Ich habe möglicherweise einen Trick entdekt, wie man Applets "transparent" bekommt. Und zwar übergebe ich dem Applet ganz einfach seine Position (Linke Obere Ecke) und die Bild-Datei welches es Verdeckt als Parameter. Klappt auch alles ganz gut, bis zu dem Zeitpunkt, an dem das Fenster ser Seite in der Grösse verändert wird. Nun stimmt nämlich auch die Position des Applets nicht mehr, und es kopiert den falschen bereich der Bild-Datei.
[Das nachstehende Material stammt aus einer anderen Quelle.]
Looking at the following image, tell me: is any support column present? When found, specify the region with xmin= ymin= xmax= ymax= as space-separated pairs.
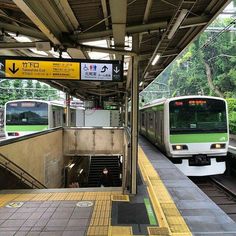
xmin=130 ymin=56 xmax=139 ymax=194
xmin=66 ymin=93 xmax=71 ymax=127
xmin=124 ymin=94 xmax=129 ymax=127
Daher meine Frage: Lässt sich die Position des Appletts auf der Seite irgendwie vom Applet selbst in Erfahrung bringen?

cu


----------



## stev.glasow (5. Feb 2005)

Wieso so ändert sich die Position? Bleibt die relative Position zur linken oberen Ecke nicht immer gleich?


----------



## Spacerat (5. Feb 2005)

Äh... Natürlich! Aber die Position des Applets auf der Seite selbst (und damit der Teil des Bild-Ausschnitts der dadurch verdeckt wird) ist eine andere. Das Applet hat also nach einem Window-Resize immer noch den alten Teil des Bildes als Hintergrund. Und da das Applet weder die onresize-Eigenschaft von HTML kennt noch ich diesem seine neue Position über neue Parameter übergeben kann (Parameter können nur beim Laden der Seite übergeben werden), bräuchte ich eine Möglichkeit die Absolute Position des Applets über dieses selbst zu erfahren.


----------



## Bleiglanz (5. Feb 2005)

mit css position absolute für das hinter dem applet liegende bild UND ein div rund um das applet genauso


----------



## Spacerat (23. Feb 2005)

Hörte sich schon ganz gut an. Das Problem ist  allerdings, das das Applet vielmehr den Hintergrund auf dem es liegt beim laden, vergrössern, verkleinern und möglicherweise beim bewegen des Browserfensters kopieren, und den in Frage kommenden Ausschnitt selbst als Hintergrund anzeigen soll. Dabei soll (oder darf) das Applet jedoch keine Absolute Posiition haben (als ich davon sprach meinte ich die Absolute Screen-Position, welche über die AccessibleComponent.class zu erreichen ist). Für eine Lösung wäre ein Zugriff über ein DOM- oder JavaScript-Interface hilfreich (lieber wäre mir dabei natürlich DOM). Aber trotzdem erstmal Thanks for HELP.


----------